It should be noted that references in the specification to "one embodiment," "an example embodiment," "some embodiments," etc., indicate that the embodiment described may include a particular feature, structure, or characteristic, but every embodiment may not necessarily include the particular feature, structure, or characteristic. Further, when a particular feature, structure, or characteristic is described in connection with an embodiment, it is submitted that it is within the knowledge of one skilled in the relevant art to effect such feature, structure, or characteristic in connection with other embodiments whether or not explicitly described.

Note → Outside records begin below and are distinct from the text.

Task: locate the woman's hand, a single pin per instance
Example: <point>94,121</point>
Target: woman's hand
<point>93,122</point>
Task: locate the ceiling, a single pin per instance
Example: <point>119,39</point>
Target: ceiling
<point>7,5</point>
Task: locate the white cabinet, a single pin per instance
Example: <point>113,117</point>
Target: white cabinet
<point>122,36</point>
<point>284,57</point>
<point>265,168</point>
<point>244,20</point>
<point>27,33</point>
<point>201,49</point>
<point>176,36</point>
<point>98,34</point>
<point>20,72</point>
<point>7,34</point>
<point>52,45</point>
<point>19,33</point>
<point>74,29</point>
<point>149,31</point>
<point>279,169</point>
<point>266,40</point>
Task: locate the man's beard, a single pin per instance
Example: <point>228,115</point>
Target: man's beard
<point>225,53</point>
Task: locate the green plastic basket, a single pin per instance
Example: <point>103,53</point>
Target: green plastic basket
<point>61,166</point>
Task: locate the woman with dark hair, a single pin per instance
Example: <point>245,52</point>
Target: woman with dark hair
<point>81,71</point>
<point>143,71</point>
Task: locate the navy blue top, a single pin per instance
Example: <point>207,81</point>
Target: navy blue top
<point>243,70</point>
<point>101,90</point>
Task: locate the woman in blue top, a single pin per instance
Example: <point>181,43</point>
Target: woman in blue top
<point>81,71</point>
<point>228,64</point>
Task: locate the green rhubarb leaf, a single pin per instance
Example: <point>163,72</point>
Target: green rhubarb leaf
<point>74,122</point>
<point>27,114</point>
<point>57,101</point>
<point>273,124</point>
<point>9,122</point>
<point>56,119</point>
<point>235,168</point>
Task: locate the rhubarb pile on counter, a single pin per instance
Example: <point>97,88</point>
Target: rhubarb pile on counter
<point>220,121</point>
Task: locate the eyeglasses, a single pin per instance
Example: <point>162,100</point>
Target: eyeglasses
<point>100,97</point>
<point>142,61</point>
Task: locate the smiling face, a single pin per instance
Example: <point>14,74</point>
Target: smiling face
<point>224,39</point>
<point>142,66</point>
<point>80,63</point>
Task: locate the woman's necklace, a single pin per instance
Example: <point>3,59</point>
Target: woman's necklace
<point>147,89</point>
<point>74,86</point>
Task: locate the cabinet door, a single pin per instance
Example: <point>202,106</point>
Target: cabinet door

Generally, the terminology may be understood, at least in part, from the use of context. For example, the term "one or more" as used herein may be used to describe any feature, structure, or characteristic in a singular sense, or may be used to describe a combination of features, structures, or characteristics in a plural sense, depending at least in part on the context. In addition, the term "based on" may be understood as not necessarily intended to convey an exclusive set of factors, but may instead, depending at least in part on the context, allow for other factors that are not necessarily explicitly described.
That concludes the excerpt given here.